Clearly, something can be done. If someone is recording the patient history and has two fields
Diabetes (yes / no) and Startdate (date), it would be wise to make absolutely clear in the record structure of the EPR that the fields belong together and that the date doesn't belong to Stopped Smoking (yes/no).

This is all common sense, but can easily be forgotten with the nice GUI´s one can construct these days. It´s a matter of minutes to give actor x a form with the said fields on them. And putting the Diabetes and Date field together or even putting a box around them, makes their relation to each other immediately clear to actor x. But this relation can get lost in the database and someone constructing a nice form for actor y has to know about their relation in order to reconstruct not only an apparently meaningful but also a correct form.

In what is perhaps a somewhat overstated metaphore, we see that the meaningfull ´living´ information of actor x gets ´burried´ in the database as ´death´ data and has to be ´resurrected´ to meaningfull ´living´ information again for actor y.

I think you will see by now that this is a different viewpoint on the data - information duality than that of Joe Celko. I'd like to call this the problem of Pumping Meaning Through The Network.

4 Comments:

Anonymous Anonymous said...

Part of a solution is for form-designer x to give meaning to the fields beforehand. This meaning has to be then transferred to form-designer y. A traditional database has a strict data description. This need is equally relevant for an ad-hoc or organic database. I definitely agree that how data is presented also holds implicit meaning as the last link in a fragile chain until the information reaches the user.

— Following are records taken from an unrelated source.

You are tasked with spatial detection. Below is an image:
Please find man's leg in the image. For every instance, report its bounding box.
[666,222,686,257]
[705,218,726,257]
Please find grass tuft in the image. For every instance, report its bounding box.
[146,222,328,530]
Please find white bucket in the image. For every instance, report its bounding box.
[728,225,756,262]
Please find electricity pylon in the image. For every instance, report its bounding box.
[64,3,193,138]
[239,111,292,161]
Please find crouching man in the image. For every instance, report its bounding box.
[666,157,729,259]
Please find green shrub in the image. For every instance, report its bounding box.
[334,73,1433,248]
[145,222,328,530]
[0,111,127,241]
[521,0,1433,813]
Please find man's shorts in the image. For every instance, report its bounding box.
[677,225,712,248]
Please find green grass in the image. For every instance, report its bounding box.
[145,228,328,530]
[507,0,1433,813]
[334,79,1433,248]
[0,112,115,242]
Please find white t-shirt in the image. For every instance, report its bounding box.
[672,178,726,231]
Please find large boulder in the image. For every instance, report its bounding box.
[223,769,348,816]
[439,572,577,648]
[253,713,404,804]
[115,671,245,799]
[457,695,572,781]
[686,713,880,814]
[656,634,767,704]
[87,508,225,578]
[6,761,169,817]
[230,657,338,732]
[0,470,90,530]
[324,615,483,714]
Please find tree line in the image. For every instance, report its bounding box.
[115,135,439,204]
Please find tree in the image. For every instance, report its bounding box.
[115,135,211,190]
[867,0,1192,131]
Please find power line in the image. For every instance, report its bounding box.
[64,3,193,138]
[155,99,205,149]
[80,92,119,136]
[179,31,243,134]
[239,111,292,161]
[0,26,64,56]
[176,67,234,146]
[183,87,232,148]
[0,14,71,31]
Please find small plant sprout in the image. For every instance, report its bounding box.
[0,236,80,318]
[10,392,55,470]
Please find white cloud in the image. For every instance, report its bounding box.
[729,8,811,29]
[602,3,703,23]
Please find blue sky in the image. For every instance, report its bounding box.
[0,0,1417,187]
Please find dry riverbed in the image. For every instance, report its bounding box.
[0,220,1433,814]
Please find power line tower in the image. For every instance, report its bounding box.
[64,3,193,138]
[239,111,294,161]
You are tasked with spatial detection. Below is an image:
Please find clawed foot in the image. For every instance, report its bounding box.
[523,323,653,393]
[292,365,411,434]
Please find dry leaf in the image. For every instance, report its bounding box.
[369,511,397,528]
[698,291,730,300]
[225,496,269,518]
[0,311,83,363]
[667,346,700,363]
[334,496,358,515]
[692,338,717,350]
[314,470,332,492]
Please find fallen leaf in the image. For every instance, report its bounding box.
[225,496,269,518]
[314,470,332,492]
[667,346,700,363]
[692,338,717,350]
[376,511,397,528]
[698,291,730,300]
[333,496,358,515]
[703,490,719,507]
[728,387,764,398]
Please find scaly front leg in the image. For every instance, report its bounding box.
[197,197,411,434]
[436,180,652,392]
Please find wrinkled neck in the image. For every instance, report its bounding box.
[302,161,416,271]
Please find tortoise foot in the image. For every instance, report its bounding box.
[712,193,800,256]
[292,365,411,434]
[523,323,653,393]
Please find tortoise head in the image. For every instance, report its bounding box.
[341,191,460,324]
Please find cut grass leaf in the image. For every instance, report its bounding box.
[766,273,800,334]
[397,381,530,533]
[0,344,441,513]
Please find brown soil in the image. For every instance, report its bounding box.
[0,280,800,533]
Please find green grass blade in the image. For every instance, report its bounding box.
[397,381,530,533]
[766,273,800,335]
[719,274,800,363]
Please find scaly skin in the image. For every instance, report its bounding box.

Maybe someone can come up with a model for this!

1:35 PM  
Anonymous Anonymous said...

Context is altijd belangrijk (zie het zgn FUNARG probleem, en dat was in een "controlled environment")
Context is always important (see the so called FUNARG problem, and that was in a "controlled environment")

1:41 PM  
Anonymous Anonymous said...

Indeed, the database is the only place to store the meaning of data.
Both Oracle and SQL-Server have a catalog which serves as a store for the description of the structure of tables. But in SQL-Server it is not possible to add a description of a column or a table. So it is not a data-disctionary. I am not sure about Oracle.
But there is more: we need more syntax to get more semantics.
For instance: we can ask the database: who is longer than 10 times his shoelength divided by his age. This is obviously rubbish, but it is possible. To avoid this, we need user defined datatypes + strong type checking in the database language. Oracle and SQL-Server offer some but insufficient possibilites.
Moreover we need a syntax for defining constraints in the database. For example: nobody is allowed to earn more than his/her manager.
Both extensions add not only to the correctnes of the database and the database language, but also to the perception of data by human beings.

3:58 PM  
Blogger freetrader said...

I like the idea (Zijlstra)of syntax supporting semantics. It would mean you don't have to let the data die in the DB, but only to put them to cryogenic sleep.

Constraints on the DB would even be more usefull probably if you were able to use them directly in the software that uses the data.

Indeed it seems to me that DBMS's are at a dead end, the way they construced (and used) nowadays.
I.e. they show a total disrespect for the fragility of meaning.